ABD'nin TPP'den ayrılması Çin'e alan açacak

Öte yandan Trump'ın kampanya vaatlerinde merkezi yer tutan mevcut ve potansiyel serbest ticaret anlaşmalarına yapılacak müdahaleler, ülkenin en önemli ticari partnerleri olan Kanada, Meksika ve Çin’den başlayarak bütün dünyayı etkileme potansiyeli taşıyor. Özellikle Trump’ın en önemli tehditler sıralamasında başa koyduğu NAFTA, TTIP ve TPP anlaşmalarındaki değişikliklerin, ABD ile birlikte, küresel ölçekte üretim ve ticaret ilişkilerini de önemli ölçüde etkilemesi bekleniyor.

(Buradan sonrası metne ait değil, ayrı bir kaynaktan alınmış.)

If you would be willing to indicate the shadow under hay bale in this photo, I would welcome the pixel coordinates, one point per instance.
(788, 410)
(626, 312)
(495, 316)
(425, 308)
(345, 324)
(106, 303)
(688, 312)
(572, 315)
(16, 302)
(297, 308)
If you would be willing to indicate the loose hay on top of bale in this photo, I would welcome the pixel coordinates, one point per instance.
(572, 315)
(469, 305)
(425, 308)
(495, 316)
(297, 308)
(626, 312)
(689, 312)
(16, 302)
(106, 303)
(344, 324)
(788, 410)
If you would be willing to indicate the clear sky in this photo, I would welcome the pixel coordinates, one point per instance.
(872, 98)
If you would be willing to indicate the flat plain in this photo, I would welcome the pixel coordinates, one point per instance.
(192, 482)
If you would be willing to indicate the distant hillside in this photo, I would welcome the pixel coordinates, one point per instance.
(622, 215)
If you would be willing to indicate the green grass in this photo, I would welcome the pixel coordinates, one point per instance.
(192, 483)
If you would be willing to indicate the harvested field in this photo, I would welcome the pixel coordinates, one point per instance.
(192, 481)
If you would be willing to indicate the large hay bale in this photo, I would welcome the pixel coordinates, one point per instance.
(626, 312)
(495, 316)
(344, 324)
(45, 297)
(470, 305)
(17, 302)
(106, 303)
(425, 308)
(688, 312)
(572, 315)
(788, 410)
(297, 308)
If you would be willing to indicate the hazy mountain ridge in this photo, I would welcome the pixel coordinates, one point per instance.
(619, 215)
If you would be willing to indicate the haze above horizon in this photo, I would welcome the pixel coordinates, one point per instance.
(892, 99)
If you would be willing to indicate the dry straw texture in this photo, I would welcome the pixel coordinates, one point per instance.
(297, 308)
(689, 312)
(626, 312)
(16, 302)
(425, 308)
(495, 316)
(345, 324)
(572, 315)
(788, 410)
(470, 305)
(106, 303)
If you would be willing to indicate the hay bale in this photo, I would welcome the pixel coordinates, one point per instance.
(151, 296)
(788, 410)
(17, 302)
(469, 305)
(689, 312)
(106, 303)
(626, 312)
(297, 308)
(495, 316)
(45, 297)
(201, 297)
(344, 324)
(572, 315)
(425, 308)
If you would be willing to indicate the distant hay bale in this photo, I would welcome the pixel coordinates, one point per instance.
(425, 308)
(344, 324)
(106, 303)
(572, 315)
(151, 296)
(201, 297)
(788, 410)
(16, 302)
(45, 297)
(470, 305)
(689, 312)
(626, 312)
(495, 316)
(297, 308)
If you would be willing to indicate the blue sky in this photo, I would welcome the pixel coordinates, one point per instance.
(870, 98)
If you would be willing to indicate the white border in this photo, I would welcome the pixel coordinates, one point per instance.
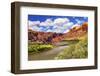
(25, 64)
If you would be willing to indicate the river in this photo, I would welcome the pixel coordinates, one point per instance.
(46, 55)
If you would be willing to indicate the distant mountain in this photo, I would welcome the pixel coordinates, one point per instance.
(50, 37)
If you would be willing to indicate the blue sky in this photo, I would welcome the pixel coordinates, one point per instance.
(58, 24)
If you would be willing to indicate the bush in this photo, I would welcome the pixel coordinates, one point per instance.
(78, 50)
(37, 47)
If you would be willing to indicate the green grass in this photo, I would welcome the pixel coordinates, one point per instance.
(78, 50)
(34, 48)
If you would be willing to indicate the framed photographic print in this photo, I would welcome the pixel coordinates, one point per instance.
(52, 37)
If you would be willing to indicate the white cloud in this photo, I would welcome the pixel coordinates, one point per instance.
(59, 25)
(75, 25)
(60, 21)
(47, 22)
(79, 21)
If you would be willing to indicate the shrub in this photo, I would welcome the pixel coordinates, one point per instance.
(37, 47)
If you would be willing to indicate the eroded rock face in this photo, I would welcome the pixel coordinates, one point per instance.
(50, 37)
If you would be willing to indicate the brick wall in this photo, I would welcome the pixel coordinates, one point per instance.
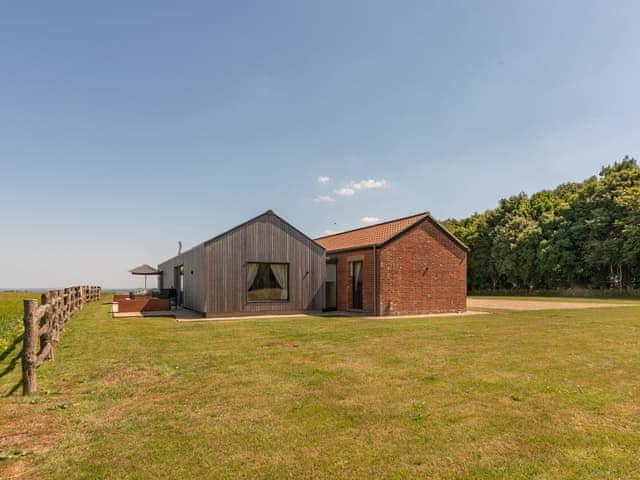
(422, 271)
(343, 279)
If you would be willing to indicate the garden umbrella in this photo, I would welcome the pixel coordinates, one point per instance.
(145, 270)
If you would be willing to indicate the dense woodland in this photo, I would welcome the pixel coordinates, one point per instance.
(578, 235)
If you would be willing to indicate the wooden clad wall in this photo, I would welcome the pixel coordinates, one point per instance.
(194, 276)
(264, 239)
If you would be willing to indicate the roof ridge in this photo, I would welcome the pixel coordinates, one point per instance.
(422, 214)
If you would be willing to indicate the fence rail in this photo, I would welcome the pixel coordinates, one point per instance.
(43, 325)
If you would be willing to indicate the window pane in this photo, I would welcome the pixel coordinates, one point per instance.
(267, 281)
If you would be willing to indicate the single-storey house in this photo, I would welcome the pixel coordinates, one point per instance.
(262, 266)
(408, 266)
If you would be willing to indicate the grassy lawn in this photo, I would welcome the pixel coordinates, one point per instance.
(11, 316)
(620, 300)
(544, 395)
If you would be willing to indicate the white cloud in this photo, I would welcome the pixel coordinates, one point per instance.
(369, 184)
(324, 198)
(345, 192)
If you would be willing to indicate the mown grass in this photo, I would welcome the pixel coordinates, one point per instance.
(615, 300)
(11, 310)
(551, 394)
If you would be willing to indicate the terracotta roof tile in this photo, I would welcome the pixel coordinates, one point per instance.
(367, 236)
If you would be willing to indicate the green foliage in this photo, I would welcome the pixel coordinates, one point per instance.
(578, 235)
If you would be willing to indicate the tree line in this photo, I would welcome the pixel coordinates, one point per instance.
(584, 234)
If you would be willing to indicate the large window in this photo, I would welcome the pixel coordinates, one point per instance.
(267, 281)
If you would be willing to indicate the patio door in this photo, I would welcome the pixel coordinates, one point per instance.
(179, 284)
(356, 285)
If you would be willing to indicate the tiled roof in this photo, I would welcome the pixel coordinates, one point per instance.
(367, 236)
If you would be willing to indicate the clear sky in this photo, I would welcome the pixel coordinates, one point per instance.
(127, 126)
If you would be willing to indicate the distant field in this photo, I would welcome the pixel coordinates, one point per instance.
(519, 395)
(11, 316)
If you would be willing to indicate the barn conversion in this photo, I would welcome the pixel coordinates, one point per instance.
(264, 265)
(408, 266)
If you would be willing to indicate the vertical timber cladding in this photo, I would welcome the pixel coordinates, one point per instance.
(194, 276)
(266, 238)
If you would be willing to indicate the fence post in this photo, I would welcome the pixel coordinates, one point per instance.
(30, 348)
(47, 324)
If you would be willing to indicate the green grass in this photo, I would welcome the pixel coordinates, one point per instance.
(542, 395)
(616, 300)
(11, 309)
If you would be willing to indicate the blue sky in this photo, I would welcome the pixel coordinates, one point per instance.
(127, 126)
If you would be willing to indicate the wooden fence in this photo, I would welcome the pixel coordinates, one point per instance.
(43, 325)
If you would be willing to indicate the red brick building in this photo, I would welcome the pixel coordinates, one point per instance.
(408, 266)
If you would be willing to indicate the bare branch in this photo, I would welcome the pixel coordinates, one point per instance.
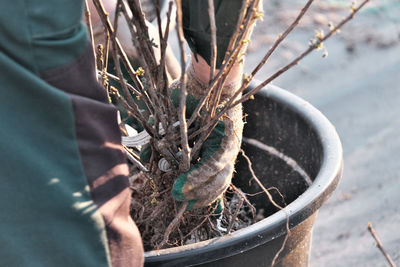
(185, 162)
(380, 246)
(90, 29)
(213, 27)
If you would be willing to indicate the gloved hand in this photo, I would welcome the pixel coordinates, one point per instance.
(208, 179)
(125, 38)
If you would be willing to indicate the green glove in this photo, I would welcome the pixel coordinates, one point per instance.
(208, 179)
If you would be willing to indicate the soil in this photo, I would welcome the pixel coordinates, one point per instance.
(153, 209)
(357, 88)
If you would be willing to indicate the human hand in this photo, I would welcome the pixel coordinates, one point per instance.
(208, 178)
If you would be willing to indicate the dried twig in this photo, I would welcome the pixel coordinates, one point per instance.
(90, 29)
(239, 206)
(244, 197)
(231, 103)
(213, 27)
(380, 246)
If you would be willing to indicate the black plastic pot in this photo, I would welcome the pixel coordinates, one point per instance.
(284, 121)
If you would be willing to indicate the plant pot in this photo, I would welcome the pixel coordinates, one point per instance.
(282, 120)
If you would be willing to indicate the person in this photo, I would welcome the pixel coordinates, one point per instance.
(64, 194)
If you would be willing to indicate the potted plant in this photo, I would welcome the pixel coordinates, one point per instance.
(294, 154)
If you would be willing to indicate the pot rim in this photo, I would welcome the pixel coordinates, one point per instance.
(300, 209)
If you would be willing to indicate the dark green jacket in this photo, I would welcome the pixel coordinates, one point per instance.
(64, 197)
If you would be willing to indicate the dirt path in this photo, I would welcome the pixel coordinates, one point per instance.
(358, 88)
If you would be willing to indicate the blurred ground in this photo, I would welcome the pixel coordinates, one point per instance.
(357, 87)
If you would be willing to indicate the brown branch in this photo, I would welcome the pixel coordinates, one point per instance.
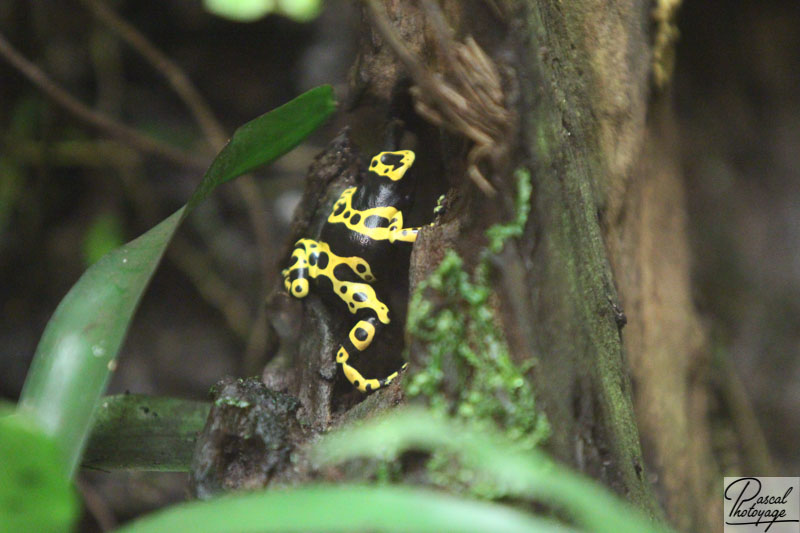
(213, 130)
(94, 118)
(178, 80)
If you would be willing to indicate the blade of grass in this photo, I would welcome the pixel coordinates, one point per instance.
(138, 432)
(342, 508)
(79, 346)
(530, 474)
(34, 496)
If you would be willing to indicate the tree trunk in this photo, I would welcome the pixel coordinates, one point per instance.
(585, 109)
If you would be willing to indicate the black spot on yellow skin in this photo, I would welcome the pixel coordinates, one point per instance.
(350, 278)
(374, 221)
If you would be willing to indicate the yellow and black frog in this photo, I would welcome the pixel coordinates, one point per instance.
(359, 243)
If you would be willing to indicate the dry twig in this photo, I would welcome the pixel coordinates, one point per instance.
(469, 102)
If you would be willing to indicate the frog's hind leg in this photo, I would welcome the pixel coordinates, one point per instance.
(359, 339)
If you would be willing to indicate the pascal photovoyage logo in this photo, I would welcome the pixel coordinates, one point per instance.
(761, 504)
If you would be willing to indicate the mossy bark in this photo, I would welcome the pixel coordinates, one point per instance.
(605, 242)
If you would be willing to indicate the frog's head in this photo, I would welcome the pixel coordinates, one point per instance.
(392, 165)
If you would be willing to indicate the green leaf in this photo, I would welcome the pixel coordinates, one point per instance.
(529, 474)
(251, 10)
(341, 508)
(79, 346)
(138, 432)
(34, 495)
(104, 235)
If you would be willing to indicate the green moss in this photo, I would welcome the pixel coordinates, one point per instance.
(468, 352)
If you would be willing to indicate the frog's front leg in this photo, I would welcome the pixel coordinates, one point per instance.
(295, 276)
(358, 340)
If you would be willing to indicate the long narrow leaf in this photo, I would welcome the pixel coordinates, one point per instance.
(342, 508)
(529, 474)
(138, 432)
(79, 346)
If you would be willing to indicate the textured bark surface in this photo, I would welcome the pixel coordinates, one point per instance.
(605, 241)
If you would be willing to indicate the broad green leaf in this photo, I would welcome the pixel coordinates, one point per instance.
(342, 508)
(34, 495)
(251, 10)
(529, 474)
(138, 432)
(79, 346)
(103, 235)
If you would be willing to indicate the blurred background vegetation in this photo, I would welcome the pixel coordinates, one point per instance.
(69, 191)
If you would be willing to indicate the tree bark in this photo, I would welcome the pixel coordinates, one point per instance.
(585, 86)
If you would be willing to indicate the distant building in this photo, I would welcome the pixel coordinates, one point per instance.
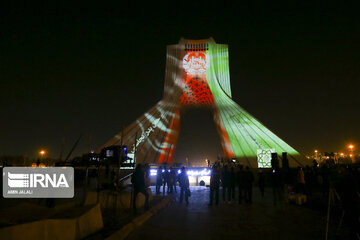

Yürürlüğe girmesi halinde TTIP dünyanın en büyük serbest ticaret bölgesi olmaya aday. Dünya ticaretinin üçte birinden daha fazlasını etkileme potansiyeli bulunan anlaşmanın, Trump ve Brexit sonrasında nasıl bir biçim ve yol alacağı konusu belirsiz bir hal almış durumda. Anlaşmanın imzalanması ABD ve Avrupa ekonomilerine önemli katkılar sunabilecek; anlaşma dışında kalan ülkelerde ise refah azaltıcı etkilere yol açabilecek. Bu açıdan bakıldığında Türkiye de refah kaybı yaşayabilecek ülkeler arasında yer alıyor. ABD’nin TPP’den ayrılması ise en önemli ticari partnerlerinden biri olan Çin’in bölgedeki etkinliğini artırmasına imkan verecek. Böylece Çin, ABD’nin içinde yer almadığı yeni bölgesel işbirliği girişimlerine öncülük ederek, ABD’nin etkinliğini zayıflatma fırsatını yakalamış olacak.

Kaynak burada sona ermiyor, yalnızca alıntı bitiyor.